To carry a prey item back to the central disk, the female either climbs back up the web with her food, or swings down a drag line then climbs up to her resting area. If the prey is smaller than the spider, she will just paralyze it, carry it to her spot, and eat it without wrapping it up. If the prey item is larger than the spider, it requires wrapping before being carried to the central disk.

Sometimes several prey insects become caught in the web at the same time, so that the spider must find and paralyze them all.
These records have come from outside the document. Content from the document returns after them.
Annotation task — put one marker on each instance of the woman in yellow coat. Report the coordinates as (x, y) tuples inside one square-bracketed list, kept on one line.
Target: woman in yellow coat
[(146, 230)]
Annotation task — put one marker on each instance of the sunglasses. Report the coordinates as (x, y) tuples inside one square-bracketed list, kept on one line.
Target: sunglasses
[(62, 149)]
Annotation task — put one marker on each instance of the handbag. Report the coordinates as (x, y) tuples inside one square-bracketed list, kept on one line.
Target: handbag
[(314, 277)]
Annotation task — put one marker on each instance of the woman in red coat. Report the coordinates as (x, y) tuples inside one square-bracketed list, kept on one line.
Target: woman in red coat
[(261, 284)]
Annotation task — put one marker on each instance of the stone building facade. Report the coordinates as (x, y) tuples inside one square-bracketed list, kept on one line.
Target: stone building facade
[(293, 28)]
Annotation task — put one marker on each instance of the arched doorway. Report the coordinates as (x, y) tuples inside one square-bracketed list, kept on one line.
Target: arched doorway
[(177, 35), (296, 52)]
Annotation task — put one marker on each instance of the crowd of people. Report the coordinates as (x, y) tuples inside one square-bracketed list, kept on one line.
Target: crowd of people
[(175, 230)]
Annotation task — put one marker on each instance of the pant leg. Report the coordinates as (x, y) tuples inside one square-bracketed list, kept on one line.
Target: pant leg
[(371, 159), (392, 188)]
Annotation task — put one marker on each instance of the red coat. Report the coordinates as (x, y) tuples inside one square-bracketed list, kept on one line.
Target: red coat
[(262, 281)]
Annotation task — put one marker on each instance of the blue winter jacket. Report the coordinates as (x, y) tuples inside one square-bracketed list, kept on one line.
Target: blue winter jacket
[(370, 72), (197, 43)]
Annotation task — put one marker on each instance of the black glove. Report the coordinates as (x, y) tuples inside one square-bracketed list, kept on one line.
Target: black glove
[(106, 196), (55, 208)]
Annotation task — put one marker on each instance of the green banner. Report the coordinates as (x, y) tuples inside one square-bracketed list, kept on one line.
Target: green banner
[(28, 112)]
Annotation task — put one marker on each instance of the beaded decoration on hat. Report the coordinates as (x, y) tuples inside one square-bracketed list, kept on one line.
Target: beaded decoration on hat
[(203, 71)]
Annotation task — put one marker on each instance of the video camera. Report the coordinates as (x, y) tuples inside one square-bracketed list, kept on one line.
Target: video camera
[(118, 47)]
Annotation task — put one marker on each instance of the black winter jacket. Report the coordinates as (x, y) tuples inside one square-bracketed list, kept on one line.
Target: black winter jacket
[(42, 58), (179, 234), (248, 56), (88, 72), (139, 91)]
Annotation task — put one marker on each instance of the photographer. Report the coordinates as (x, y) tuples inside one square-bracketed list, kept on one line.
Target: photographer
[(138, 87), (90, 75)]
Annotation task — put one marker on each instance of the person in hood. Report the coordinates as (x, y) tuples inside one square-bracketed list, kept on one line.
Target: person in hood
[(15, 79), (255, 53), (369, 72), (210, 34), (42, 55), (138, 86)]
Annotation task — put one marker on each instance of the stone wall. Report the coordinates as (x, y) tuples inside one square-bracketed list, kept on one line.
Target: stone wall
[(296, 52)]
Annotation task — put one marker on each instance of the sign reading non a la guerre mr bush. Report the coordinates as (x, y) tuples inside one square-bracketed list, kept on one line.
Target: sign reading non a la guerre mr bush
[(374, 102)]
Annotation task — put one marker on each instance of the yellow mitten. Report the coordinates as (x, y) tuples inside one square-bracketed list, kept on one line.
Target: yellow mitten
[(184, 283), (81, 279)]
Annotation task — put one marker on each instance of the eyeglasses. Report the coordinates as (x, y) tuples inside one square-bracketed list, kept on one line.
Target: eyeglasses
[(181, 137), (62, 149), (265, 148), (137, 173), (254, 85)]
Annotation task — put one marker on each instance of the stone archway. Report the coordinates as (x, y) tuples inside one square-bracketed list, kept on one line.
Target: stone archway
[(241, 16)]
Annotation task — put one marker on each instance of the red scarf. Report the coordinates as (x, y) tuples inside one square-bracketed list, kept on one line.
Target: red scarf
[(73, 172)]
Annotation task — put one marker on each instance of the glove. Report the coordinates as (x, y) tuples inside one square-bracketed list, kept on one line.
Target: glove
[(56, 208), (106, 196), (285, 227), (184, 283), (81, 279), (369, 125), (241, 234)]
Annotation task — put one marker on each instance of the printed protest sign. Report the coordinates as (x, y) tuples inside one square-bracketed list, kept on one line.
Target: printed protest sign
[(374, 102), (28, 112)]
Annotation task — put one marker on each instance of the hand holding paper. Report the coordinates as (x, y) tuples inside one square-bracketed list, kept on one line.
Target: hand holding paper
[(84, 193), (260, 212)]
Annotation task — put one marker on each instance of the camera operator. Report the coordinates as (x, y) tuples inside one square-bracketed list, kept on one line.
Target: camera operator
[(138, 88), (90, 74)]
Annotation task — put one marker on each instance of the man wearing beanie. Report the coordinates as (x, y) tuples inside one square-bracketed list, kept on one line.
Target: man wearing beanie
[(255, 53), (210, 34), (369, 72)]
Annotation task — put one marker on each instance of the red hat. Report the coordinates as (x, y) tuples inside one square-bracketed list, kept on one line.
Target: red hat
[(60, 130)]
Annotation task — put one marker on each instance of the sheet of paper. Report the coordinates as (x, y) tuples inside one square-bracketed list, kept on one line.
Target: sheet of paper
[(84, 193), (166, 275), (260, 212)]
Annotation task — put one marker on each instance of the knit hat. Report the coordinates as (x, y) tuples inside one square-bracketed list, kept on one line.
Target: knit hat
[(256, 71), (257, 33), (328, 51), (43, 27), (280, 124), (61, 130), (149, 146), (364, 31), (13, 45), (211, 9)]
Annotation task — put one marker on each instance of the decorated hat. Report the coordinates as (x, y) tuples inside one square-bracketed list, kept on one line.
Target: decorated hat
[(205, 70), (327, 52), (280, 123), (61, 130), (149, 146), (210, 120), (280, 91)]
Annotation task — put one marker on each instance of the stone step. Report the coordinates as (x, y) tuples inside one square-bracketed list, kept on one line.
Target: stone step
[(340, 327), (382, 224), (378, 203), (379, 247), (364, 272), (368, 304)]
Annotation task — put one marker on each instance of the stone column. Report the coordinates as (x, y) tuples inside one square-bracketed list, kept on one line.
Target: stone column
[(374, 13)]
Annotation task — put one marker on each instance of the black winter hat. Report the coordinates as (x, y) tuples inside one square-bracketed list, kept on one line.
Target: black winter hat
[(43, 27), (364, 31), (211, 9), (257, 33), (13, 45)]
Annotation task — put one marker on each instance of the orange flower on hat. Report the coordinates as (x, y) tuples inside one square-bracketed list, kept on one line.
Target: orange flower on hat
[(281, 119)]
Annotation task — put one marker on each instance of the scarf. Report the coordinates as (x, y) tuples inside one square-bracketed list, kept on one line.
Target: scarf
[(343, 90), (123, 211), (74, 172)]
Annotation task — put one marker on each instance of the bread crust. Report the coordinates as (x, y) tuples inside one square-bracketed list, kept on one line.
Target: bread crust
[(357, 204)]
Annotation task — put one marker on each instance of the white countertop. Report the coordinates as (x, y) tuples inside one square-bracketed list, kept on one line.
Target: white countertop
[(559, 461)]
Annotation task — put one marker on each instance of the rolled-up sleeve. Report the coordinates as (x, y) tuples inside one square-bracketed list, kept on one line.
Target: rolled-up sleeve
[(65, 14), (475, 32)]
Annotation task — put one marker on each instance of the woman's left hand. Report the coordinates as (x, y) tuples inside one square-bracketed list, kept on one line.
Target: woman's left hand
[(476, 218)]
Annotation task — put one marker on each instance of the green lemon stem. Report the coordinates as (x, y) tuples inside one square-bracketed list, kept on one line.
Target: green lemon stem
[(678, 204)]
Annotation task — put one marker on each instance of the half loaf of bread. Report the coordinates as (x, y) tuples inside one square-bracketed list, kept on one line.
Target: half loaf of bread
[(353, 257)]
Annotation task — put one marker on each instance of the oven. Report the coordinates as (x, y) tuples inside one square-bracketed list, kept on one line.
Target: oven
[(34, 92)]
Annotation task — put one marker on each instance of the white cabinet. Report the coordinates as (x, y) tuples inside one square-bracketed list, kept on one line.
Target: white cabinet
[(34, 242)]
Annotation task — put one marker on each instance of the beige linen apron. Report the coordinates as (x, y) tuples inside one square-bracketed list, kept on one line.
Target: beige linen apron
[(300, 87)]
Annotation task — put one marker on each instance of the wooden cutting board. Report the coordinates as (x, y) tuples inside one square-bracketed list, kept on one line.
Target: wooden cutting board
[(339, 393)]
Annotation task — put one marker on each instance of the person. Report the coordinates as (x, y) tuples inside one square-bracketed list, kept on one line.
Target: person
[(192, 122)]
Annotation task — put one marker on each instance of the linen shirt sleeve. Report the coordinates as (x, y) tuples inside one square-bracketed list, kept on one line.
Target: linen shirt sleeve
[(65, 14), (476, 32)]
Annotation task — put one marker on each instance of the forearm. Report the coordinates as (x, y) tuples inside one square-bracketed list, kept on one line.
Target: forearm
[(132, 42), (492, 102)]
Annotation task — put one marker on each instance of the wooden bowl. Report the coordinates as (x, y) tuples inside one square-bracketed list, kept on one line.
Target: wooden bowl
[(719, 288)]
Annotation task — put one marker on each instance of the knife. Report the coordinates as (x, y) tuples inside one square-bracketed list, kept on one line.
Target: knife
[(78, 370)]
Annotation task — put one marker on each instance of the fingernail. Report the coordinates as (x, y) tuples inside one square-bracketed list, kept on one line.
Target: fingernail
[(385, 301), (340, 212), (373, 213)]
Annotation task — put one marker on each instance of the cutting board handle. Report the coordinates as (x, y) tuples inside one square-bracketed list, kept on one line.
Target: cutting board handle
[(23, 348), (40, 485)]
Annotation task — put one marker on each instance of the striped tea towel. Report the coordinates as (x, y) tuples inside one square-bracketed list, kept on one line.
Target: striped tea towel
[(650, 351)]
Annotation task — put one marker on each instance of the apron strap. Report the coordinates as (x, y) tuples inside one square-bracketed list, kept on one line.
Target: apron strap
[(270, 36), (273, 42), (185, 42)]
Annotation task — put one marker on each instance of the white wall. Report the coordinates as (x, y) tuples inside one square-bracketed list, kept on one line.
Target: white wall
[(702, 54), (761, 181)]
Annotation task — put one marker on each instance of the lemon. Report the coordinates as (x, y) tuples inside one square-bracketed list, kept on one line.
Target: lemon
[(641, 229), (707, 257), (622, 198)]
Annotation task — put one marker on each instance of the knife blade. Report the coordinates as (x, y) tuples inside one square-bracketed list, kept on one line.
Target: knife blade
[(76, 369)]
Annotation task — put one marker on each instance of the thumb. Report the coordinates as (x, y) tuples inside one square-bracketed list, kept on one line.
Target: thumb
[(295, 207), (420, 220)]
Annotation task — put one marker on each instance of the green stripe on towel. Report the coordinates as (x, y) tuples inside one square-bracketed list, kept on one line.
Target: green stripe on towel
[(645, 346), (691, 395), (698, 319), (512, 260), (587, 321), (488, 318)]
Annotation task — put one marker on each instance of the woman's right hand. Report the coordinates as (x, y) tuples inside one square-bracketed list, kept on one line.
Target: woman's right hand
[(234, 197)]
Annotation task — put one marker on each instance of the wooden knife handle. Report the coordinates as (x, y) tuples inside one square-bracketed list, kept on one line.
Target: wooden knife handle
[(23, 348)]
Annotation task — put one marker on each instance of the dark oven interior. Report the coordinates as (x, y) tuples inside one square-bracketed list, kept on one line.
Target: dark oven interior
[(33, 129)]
If it is not necessary to carry them away to eat them, the spider may just feed on them where they are, then come back to them as she pleases.

Gasteracanta cancriformis feeds upon the liquified insides of her prey. Deliquified carcasses are discarded from the web and are easily recognized in their mummified state.

Foods eaten: drosophilids, whiteflies, beetles, moths, other small fly species (none appear to have been rejected). (Muma, 1971)

*Animal Foods: *
body fluids; insects; terrestrial non-insect arthropods.

*Predation*

*Known predators*

Phalacrotophora epirae
Tetrastochus n. (eulophid wasp)- hyperparasite of G. cancriformis 
Arachnophago ferruginea

Crablike spiny orb weavers probably received this common name because of the spines on their backs. These spines may have an anti-predator function. These spiders are also very small, making it hard for a predator to see them and attack them. The spider eggs are often attacked by parasitoid wasps and flies. (Levi, 1978; Muma and Stone, 1971)

*Ecosystem Roles*

In nature, this species preys upon many small insect pests that are present in crops and suburban areas. It helps to control overpopulation of such insects. (Muma and Stone, 1971)

*Economic Importance for Humans: Negative*

These spiders can bite, but they are not of much harm to humans. Humans can be bothered by the species' spines, which may cause a puncture in skin if touched in the wrong place. So, although they eat insects in orchards, which is beneficial, they become a pest during harvest time. (Muma and Stone, 1971)

*Ways that these animals might be a problem for humans: *
injures humans (bites or stings).

*Economic Importance for Humans: Positive*

This tiny spider is an interesting species for study and research. Additionally, the fact that G. cancriformis preys on small insects in citrus groves helps farmers to control pests. Since there is clinal variation in these animals in the different areas where they are found, researchers are able to study genetic variation, clines, and adaptations to a specific environments. (Muma, 1971)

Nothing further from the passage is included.